This is the second installment of a three-part series inspired by students’ and recent graduates’ requests for my advice on how to get a job offers abroad immediately after graduation. The series topics are Before You Leave, Visa Advice and Once You’re There, in that order.

Part 2: Visa Advice


Can you even work legally?

Looking into visa regulations in your country of choice is just as important as job searching. Visa policies will have a large impact on what kind of jobs you can get abroad. Find out what is required for whatever visas you need to work legally, how easy it is to switch between visa types, and how easy it is for people to work illegally. For example, in China, foreigners need to either be 25 or have worked outside China for two years in order to get a work visa, but most foreigners work illegally, even in office jobs.

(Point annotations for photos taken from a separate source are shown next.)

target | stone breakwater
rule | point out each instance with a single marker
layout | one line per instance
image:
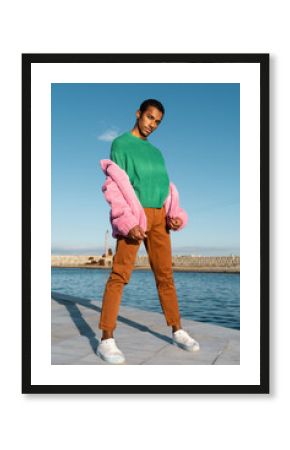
(190, 263)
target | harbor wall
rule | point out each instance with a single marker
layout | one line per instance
(232, 263)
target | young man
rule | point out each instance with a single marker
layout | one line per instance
(144, 207)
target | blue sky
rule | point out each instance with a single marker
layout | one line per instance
(200, 141)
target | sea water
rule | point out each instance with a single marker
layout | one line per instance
(205, 297)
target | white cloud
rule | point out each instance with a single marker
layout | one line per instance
(109, 135)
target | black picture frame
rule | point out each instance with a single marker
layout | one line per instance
(233, 58)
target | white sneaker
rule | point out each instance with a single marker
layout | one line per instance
(109, 352)
(182, 339)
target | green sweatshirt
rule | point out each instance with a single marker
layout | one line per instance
(145, 167)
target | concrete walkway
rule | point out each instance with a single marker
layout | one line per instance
(143, 336)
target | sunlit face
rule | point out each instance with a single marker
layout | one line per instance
(148, 121)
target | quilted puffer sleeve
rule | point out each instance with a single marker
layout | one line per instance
(121, 215)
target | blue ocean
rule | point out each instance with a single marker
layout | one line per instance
(205, 297)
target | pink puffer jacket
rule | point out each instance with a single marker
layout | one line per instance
(126, 209)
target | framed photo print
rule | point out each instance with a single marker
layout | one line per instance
(145, 232)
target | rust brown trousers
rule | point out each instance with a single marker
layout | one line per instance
(158, 247)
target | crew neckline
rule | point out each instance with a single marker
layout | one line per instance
(136, 137)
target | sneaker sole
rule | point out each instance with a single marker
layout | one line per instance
(194, 348)
(110, 362)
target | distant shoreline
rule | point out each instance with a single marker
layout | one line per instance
(233, 270)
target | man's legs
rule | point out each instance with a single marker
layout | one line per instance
(123, 263)
(158, 246)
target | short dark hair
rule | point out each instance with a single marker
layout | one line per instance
(151, 102)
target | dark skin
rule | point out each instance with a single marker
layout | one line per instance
(145, 124)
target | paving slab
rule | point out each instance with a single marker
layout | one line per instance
(143, 336)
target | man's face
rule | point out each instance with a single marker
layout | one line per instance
(149, 120)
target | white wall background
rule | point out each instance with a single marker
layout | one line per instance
(200, 421)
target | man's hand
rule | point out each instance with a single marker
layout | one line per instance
(137, 233)
(174, 223)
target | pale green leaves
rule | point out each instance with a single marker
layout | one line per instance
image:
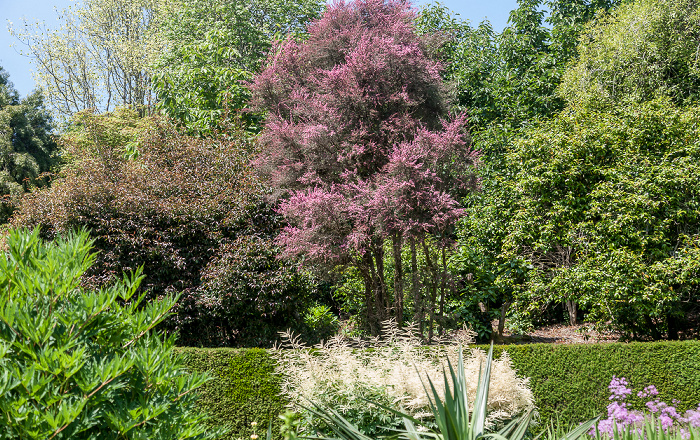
(85, 364)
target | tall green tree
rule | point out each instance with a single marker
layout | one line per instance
(27, 148)
(212, 47)
(644, 50)
(505, 82)
(98, 58)
(607, 210)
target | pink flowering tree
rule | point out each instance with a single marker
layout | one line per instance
(358, 144)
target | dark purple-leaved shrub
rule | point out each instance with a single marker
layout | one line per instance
(358, 144)
(189, 211)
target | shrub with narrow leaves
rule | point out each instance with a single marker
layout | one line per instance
(85, 364)
(392, 371)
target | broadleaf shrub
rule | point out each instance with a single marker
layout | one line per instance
(189, 210)
(244, 388)
(81, 363)
(568, 382)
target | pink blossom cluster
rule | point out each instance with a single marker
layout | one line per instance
(356, 136)
(621, 417)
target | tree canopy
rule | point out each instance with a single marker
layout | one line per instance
(27, 148)
(212, 48)
(355, 136)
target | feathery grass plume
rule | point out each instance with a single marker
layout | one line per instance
(341, 373)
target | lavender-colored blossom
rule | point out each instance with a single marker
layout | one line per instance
(621, 417)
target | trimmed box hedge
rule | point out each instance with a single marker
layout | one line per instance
(569, 381)
(244, 388)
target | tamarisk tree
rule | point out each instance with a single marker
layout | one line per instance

Wait until you’re there, if possible.
If it’s either possible for you to get a work visa after arriving in your country of choice or easy to work without one, then I suggest you wait until you get there before you accept an offer. You will find out about a lot more opportunities after you arrive. You can use the networking tips in Part 1 to line up people to meet with once you get to your destination. It’s also ideal for any job that you get to see the office and meet the employees before you accept an offer. All that said, if you need a work visa in order to enter the country, then you obviously should aim to get an offer while still in your home country.

Don’t rely on official government sources for this information; ask expats in similar situations to you and visit online forums. For China, a good source is The Beijinger Visa Issues forum.